Em parceria com laboratório Adalvo, Sandoz ingressa no mercado de semaglutida com Owozy
29/07/2026

Em parceria com a Ávita Care e com o laboratório europeu Adalvo, a farmacêutica suíça Sandoz ingressou no mercado brasileiro de semaglutida com o Owozy, uma das cinco novas canetas com a molécula aprovadas nesta quarta-feira (29) pela Anvisa, a agência reguladora brasileira. O princípio ativo é o mesmo usado nas canetas emagrecedoras da dinamarquesa Novo Nordisk, fabricante do Ozempic e do Wegovy, desde que ela perdeu a exclusividade em março. 

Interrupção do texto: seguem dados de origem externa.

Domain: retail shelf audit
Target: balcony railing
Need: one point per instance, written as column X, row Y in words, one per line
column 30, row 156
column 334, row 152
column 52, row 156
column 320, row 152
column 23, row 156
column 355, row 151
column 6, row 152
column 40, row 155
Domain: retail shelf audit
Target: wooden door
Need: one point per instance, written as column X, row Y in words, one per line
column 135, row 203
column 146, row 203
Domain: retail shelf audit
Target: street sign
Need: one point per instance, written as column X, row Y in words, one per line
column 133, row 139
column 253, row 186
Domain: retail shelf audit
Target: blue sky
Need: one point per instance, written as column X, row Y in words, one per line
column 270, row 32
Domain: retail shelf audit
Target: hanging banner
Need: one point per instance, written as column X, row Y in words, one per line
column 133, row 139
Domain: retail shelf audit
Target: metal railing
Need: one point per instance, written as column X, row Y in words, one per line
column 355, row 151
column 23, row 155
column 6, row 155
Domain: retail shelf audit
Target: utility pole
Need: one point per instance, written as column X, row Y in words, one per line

A entrada no mercado de análogos do GLP-1, como é chamada a classe de medicamentos que imitam hormônios para regular o apetite e o metabolismo, abre globalmente a terceira frente de atuação da Sandoz, que hoje foca em genéricos e biossimilares. O Brasil será o primeiro país a receber a caneta com semaglutida vendida pelo laboratório, já que integra a primeira onda de fim da patente da semaglutida. 

“Passamos a ser responsáveis por levar essa molécula ao mercado, com a Adalvo sendo detentora da tecnologia, do desenvolvimento dessa molécula e da fabricação”, disse ao Valor a presidente da subsidiária brasileira da Sandoz, Isabella Wanderley, que já foi gerente-geral da Novo Nordisk, agora concorrente no mercado de semaglutida. 
 

“No momento, não temos planos de trazer [a tecnologia de produção local] para o Brasil, mas tudo depende de como esse mercado vai evoluir”, acrescentou. 

A caneta usa semaglutida sintética e não se enquadra como genérica. A legislação não permite a fabricação de genéricos de produtos biológicos, caso do Ozempic. Foi classificada como medicamento novo, alternativa sintética do produto biológico, assim como o Ozivy, a caneta com semaglutida da EMS, farmacêutica brasileira do conglomerado de Carlos Sánchez, até então única com semaglutida sintética registrada no país. 
 

O remédio é indicado para o tratamento de diabetes tipo 2 e a Sandoz ainda avalia se irá estendê-lo para outras indicações, como para o tratamento de obesidade. 
 

O Owozy será fabricado no Canadá pela farmacêutica maltesa Adalvo e importada e comercializada no Brasil pela Sandoz com rótulo próprio. A maltesa é conhecida pelo formato no qual desenvolve remédios para outros laboratórios e já tem outras parceiras desse tipo com o Sandoz. O dossiê e o pedido do registro do medicamento foram feitos em 2023 à Anvisa pela Ávita, representante local da Adalvo no processo regulatório. 
 

O remédio que será vendido pelo laboratório suíço pode ser mantido fora da geladeira, em temperaturas de até 30º C, por até 42 dias depois da primeira aplicação. 
 

O pedido de análise de preço da caneta já foi depositado na Câmara de Regulação do Mercado de Medicamentos (CMED). O processo é obrigatório e serve para definir o preço máximo de um medicamento antes do início das vendas. A expectativa é que ela chegue às farmácias entre setembro e outubro deste ano, com doses de 0,25 mg, 0,5 mg e 1 mg. 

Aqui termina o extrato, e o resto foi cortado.